3D gradient echo T₁-weighted images were also obtained with the ¹H body coil without repositioning of the subjects.

Results

Figure 2 shows sample spectra from a 5x5x2 cm³ region in the center of the brain. The spectra are dominated by a central heavy water peak, and several spectra show a possible fat peak at around -4ppm relative to water.

Figure 3 shows the maximum signal in two axial slices of a normal volunteer. The cerebral ventricles demonstrate hyperintensity.

Figure 4 shows a sagittal view of the brain with the voxel-wise mean of the CSI spectra, demonstrating good delineation of the brain in 3D.

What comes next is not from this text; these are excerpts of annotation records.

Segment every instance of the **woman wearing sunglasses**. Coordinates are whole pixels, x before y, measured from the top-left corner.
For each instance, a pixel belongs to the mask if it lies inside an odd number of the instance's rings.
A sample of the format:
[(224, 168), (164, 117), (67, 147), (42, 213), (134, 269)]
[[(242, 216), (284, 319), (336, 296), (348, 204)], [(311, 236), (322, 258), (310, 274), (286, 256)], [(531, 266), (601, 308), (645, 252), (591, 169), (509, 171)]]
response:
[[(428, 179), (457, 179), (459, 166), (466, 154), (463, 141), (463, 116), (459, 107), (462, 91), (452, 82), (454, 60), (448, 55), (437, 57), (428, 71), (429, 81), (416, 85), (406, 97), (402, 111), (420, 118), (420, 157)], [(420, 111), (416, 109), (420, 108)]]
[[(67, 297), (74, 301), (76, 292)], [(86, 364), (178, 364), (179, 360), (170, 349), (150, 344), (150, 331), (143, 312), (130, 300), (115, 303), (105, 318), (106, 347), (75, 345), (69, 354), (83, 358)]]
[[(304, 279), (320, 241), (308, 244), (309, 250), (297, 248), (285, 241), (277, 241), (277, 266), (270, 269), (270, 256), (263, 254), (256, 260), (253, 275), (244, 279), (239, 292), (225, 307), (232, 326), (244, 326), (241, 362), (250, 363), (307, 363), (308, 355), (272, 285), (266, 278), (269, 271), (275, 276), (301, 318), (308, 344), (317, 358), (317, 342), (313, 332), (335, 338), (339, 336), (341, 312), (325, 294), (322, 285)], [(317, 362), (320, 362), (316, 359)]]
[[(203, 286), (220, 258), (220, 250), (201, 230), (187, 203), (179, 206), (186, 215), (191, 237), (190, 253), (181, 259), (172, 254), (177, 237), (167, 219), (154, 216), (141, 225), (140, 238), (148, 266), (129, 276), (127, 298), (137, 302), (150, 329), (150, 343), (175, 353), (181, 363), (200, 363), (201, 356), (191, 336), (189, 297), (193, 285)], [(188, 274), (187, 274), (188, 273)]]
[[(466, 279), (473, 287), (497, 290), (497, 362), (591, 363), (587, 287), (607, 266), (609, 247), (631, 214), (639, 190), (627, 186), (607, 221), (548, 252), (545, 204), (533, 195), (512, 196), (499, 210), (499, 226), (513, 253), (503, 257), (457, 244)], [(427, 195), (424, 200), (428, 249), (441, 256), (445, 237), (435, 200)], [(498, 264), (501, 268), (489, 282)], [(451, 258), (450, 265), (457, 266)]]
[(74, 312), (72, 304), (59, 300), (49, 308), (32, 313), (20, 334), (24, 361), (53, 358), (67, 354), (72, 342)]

Figure 5 shows the MRF-derived ¹H density and relaxation maps, which should relate to the endogenous images obtained with ²H.

Discussion

Despite the low natural abundance of ²H, we demonstrated that endogenous 2H signal of normal brains can be imaged in vivo using MRI.

This work demonstrates that the evaluation of ²H methods can be performed without the need for increased signal following the administration of ²H-labelled molecules. Natural abundance imaging simplifies the development and optimization of new methods, such as the evaluation of more sensitive radiofrequency coils.

Baseline measurements with natural abundance imaging also establish the feasibility of performing dynamic metabolic measurements. Administration of ²H-labelled molecules would significantly increase the signal-to-noise above this baseline, e.g., using [6,6′-²H₂]glucose. Resolution of isotopically-labelled metabolite peaks from the nearby naturally abundant heavy water signal will require more careful optimization of field homogeneity than that achieved in the current study using only linear shim adjustment.

Conclusion

We have demonstrated natural abundance deuterium imaging in vivo in normal human brains, which can be useful for methodological evaluation of pulse sequences and radiofrequency coils, and for baseline measurements before dynamic imaging.

Acknowledgements

This work acknowledges support from the National Institute of Health Research Cambridge Biomedical Research Centre, Addenbrooke's Charitable Trust, Cancer Research UK, and from the European Union's Horizon 2020 research and innovation programme under grant agreement no. 761214.